After a year of blowing through her savings as fast as she blew through boxes of Kleenexes, Felicia decided to go back to chemistry. She saw a recruitment ad in the paper for lab technicians, and discovered she only needed the associates’ degree. She thought she’d do that for a few years, get a feel for the lab, and then go back to college to get her B.S. She got on anti-depressants and tried to pull her life together.
She moved from lab to lab, city to city, and never went back to college. But she began to see more of the world beyond Mississippi. She moved to Chicago and began working for Harbor Laboratory Sciences, helping to make animals more productive. She was excited by the prospect of helping dairy cows produce good milk for longer, helping animals live longer. This seemed like a great idea. HLS decided to move her out to their California offices, to help in implementing some of the ideas they’d been testing.
Though she was just a lab tech, she was able to help the other scientists in the quiet experiments. The cows seemed to be producing more milk, and they were definitely living longer. But unfortunately, a year or so after they should have died, they began to get really sick. The scientists decided to scrap the that round, and sent the cows to slaughter. They tried again, and the cows were still sick. One died in front of Felicia, and she cried. She thought they were doing good. She watched as the cow fell on the ground, milking machine still attached. An hour later, a man came by with a forklift to take her away for a necropsy.
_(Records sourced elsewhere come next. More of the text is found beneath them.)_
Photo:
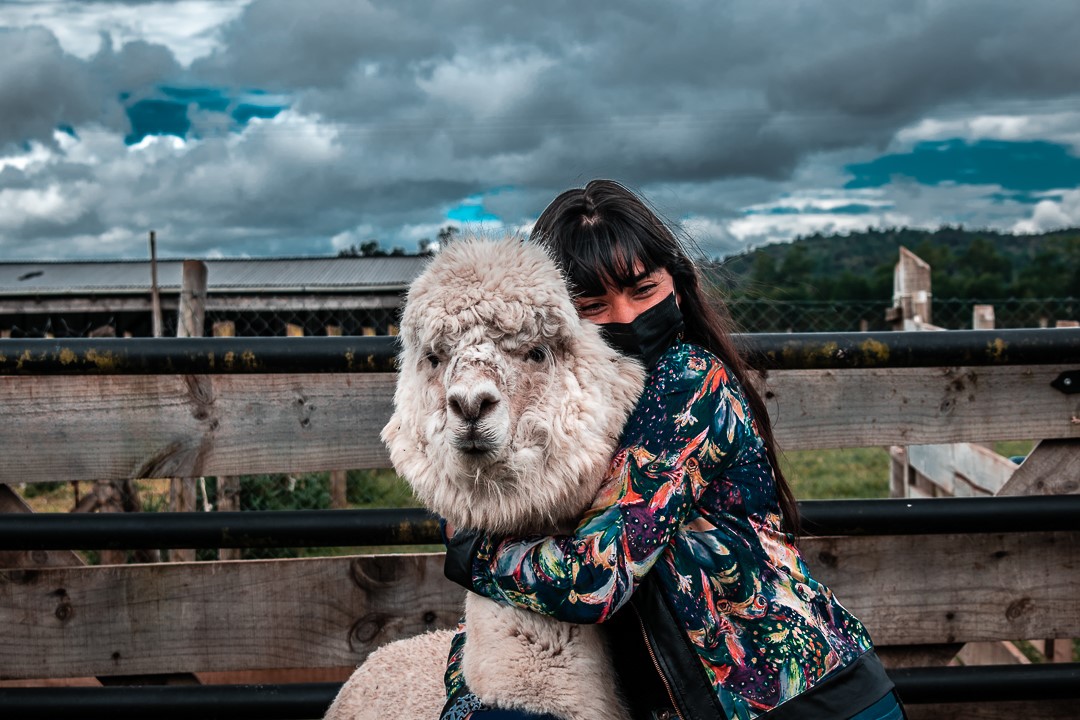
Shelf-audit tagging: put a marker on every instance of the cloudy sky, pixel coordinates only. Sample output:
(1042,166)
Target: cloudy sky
(284,127)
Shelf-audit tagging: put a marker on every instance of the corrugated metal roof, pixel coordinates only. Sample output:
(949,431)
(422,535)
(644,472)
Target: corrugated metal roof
(248,275)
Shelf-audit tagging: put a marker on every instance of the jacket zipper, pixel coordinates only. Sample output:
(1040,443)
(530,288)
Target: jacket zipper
(656,663)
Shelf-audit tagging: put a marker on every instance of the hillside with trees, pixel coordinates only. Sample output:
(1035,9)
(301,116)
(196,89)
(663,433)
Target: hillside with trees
(966,263)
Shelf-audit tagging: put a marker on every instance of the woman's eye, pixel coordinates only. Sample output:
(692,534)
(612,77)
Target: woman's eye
(590,309)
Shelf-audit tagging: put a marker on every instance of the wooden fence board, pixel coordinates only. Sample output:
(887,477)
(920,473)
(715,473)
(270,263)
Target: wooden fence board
(118,426)
(328,612)
(253,614)
(917,406)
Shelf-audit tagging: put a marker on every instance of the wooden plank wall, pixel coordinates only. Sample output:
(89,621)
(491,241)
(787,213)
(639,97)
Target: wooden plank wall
(135,426)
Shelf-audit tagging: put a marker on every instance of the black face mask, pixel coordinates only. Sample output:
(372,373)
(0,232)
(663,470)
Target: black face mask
(647,336)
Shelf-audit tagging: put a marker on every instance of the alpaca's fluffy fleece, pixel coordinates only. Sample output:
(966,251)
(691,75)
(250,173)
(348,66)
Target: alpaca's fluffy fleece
(491,324)
(507,412)
(401,679)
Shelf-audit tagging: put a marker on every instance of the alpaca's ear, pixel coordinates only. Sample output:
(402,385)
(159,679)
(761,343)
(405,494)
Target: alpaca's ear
(391,430)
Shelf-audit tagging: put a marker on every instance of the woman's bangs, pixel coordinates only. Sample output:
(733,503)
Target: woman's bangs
(604,260)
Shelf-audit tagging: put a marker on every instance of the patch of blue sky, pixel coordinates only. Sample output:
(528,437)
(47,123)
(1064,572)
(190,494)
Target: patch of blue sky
(1024,198)
(169,112)
(153,117)
(245,111)
(471,212)
(1023,166)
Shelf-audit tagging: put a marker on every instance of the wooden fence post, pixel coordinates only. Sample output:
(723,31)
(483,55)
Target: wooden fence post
(191,321)
(228,486)
(910,294)
(982,317)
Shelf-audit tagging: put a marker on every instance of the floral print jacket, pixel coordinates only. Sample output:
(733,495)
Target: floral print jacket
(690,498)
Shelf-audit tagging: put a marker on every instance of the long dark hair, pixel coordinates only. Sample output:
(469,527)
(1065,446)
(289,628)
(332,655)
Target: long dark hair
(598,233)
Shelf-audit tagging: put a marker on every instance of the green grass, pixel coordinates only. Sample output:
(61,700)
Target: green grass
(835,474)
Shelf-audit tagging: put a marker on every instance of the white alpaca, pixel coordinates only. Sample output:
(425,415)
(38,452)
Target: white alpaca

Though Felicia was not needed, she decided to go see what had caused the death. Instead, she saw the cow wake up on the huge table and try to take a bite out of the veterinarian performing the necropsy. He acted quickly and shot her with the captive bolt gun, killing her on the table. He mumbled that the necropsy was over, that she must not have really died earlier, saying, “my mistake.”
Felicia tried to warn others about the dead/not-dead cows, as she began to see the situation repeat itself. She stopped going to work, tried to write letters to the editor about the zombie cows to all the local papers. She called all the major news channels, tried posting on blogs, but no one would listen. She stopped taking her anti-depressants and spiraled into mental illness as she dealt again with her twins’ death and the possible death of others if they ate the dead again beef. She got arrested once for trying to warn others about not eating beef. She lost her job officially, lost her home, and was on the streets. When she was staying at a shelter, she met a nice young volunteer who tried to help her get a suit for another chance at an interview. He helped her log on to the shelter computer to email people. But then she heard he got arrested for stealing her a suit. Things just weren’t working out. She kept emailing, and one person said he would try to come interview her if he had a chance.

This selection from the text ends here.